Additionally, we explored the mechanisms and functional consequences of the dynamic association between an RBP, HuR, and its target RNAs through a combination of modeling and experimental approaches, including polysome profile analysis and global measurement of RNA stability. Our model indicates that changes in total mRNA abundance are insufficient to fully explain the dynamics of association between HuR and its targets, suggesting a role for competition and cooperation with other RBPs. Our findings also indicate that HuR may play a role in inhibition of translation in a dynamic immunological system (T cell activation).
Finally, we performed a mechanistic analysis of the function of the Pum1 RBP and characterized the role of this protein in the translational regulation of several important target mRNAs through the use of luciferase reporter assays. We also provided the first in vivo evidence of a role for specific regions of the Pum1 protein in the mediation of gene expression.

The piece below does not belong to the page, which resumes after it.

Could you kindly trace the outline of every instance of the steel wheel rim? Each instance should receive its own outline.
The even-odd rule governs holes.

However, we were unable to verify previous in vitro reports of a role for Pum1 in the control of translation elongation of verified in vivo mRNA targets, suggesting that Pum1's regulatory function may be context dependent.
Ultimately, the approaches and findings in this study will provide a framework for the development of a global integrated model of posttranscriptional control. Through the iterative development of models and experimentation, hypotheses can be generated and, tested in the laboratory, and the results of these experiments will then further improve the development of the models. An integrated approach of this type will be necessary to fully understand the highly complex and interconnected nature of the gene expression regulatory system.